An Arab magazine editor interviewed on CNN two weeks after the war said that the war had been won by the Hizbullah, both militarily and morally. Those sitting-on-the-fence Arab governments also seem to have made a 180-degree turnaround. Pressured by their respective public opinions, Saudi Arabia is doing the hot-potato treatment with Israel and the US, Jordan is calling Israel “the aggressor” and Egypt is witnessing huge anti-Israel protests. President Musharraf seems bogged down by national MQM politics; we must save self before we can save the world, so we have not graduated too much beyond sweet nothings.
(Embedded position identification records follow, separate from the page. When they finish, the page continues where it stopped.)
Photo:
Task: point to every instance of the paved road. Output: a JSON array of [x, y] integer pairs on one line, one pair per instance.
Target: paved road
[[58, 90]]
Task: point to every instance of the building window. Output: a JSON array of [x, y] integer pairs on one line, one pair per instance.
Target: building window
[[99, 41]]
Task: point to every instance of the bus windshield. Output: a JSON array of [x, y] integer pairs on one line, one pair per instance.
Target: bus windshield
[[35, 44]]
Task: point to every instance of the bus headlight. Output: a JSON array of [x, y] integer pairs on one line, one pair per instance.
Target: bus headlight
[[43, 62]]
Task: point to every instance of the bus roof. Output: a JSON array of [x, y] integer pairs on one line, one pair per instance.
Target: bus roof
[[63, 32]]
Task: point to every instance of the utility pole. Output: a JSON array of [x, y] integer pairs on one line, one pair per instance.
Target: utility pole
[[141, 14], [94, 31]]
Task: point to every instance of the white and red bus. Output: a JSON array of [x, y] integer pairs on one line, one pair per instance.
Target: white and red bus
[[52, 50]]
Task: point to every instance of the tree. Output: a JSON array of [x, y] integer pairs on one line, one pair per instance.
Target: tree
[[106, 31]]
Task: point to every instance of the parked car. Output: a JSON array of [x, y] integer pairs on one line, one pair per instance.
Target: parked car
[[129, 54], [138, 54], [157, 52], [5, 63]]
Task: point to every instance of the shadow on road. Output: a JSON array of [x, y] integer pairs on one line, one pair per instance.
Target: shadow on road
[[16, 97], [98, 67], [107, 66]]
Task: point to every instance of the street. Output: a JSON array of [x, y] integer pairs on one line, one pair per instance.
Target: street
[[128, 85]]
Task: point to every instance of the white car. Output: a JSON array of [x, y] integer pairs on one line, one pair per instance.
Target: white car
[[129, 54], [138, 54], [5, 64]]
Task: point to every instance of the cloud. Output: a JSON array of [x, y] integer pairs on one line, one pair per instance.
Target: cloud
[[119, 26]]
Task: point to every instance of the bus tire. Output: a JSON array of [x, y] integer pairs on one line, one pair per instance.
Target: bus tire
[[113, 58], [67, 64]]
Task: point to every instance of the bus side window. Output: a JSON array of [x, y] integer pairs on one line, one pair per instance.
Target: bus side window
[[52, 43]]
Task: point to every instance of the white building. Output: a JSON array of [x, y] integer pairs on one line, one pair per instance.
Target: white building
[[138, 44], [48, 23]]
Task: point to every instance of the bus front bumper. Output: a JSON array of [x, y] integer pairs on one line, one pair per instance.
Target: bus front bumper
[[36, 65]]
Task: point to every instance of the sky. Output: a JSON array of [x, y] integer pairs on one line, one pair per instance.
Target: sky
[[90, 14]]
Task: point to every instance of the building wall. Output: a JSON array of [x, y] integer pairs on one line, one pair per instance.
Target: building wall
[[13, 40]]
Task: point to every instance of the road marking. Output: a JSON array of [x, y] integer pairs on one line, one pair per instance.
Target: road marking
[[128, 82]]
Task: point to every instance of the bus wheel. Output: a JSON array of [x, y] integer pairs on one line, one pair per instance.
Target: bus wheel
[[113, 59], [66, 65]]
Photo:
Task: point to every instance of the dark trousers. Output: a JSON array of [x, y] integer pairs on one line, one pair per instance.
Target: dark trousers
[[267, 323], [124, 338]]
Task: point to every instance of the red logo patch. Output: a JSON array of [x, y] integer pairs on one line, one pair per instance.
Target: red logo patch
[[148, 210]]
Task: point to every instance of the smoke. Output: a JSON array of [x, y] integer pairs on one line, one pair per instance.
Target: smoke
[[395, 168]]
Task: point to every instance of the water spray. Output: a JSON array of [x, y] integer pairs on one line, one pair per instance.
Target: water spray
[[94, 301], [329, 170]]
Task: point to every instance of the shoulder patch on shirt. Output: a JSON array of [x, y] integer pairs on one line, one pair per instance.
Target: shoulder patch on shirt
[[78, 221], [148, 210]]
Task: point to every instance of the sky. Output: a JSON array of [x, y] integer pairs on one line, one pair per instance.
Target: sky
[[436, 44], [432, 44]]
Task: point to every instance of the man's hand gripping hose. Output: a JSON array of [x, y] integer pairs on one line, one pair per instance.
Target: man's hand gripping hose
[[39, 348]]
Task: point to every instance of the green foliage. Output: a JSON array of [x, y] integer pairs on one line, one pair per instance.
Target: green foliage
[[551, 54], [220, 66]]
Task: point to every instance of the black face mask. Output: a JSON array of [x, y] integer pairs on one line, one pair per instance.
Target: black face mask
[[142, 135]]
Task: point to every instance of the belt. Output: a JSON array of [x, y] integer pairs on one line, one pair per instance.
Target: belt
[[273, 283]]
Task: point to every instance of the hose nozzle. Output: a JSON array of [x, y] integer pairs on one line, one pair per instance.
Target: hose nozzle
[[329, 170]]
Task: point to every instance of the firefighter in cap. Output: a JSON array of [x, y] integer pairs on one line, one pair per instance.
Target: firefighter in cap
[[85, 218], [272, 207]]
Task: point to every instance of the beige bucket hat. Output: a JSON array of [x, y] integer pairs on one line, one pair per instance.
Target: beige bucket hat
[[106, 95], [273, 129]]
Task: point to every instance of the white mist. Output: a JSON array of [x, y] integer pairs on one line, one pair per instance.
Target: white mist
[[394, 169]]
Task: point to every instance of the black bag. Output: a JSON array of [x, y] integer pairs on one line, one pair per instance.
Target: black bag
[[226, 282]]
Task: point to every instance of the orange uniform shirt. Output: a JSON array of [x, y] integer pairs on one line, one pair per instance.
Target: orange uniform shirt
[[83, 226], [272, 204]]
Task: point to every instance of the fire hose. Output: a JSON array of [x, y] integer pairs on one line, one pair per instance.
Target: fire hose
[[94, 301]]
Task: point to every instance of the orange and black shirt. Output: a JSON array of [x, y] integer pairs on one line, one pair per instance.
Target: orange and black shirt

It is not just Muslim nations that are frustrating, it is the average Muslim. Last week, saddened by the deafening silence globally as well as locally, I asked a 19 year old patient somewhat of a rhetorical question: “Where are the Muslims?” “At home watching TV,” he said innocently. The horrors of war are brought into our living rooms, all the blood and gore, the collapsing buildings and the torn faces. And Muslims watch and grieve, helpless and hopeless.
Muslim inertia has been pervasive. One would have thought that an attack on one’s town or Beirut, once called “the Paris of the East”, would engender enough self-righteousness that the inertia would dissipate. Not so. It is compounded by some real and some paranoid fears of Homeland Security and the FBI, your email may be read and you may have a threesome on the phone. Many live in fear of that dreaded knock on the door. Not only could they throw you in jail these days, they would throw away the key. What with no formal charges and no legal representation, all duly enshrined in the USA Patriot Act.
“Al-Qaida’s inside” said a friend of the London bomber after the train bombings, referring to how the extremist ideology had permeated young minds. In the present situation the conglomeration of factors is terrifying. A young Arab feels disenchanted with the daily killings in Iraq and Palestine, and suddenly his house in Lebanon is bombed and his family killed. America and Britain are busy with the wink and nod routine with Israel. He sees no justice. Revenge and retaliation are human failings. Amid the sheer frustration of events and an uncaring world, he takes the law into his own hands. And another extremist is born.
“Why do they hate us,” asked George Bush, soon after 9/11. Israel was despised anyway; with its unflinching support to Israel in foul times or fair, America is now disliked by the Muslim world. We have the genesis of Pandora’s Box multiplied exponentially. With this political procreation of extremists, it would be a sad day when George Bush asks the same question. This time even he will know the answer.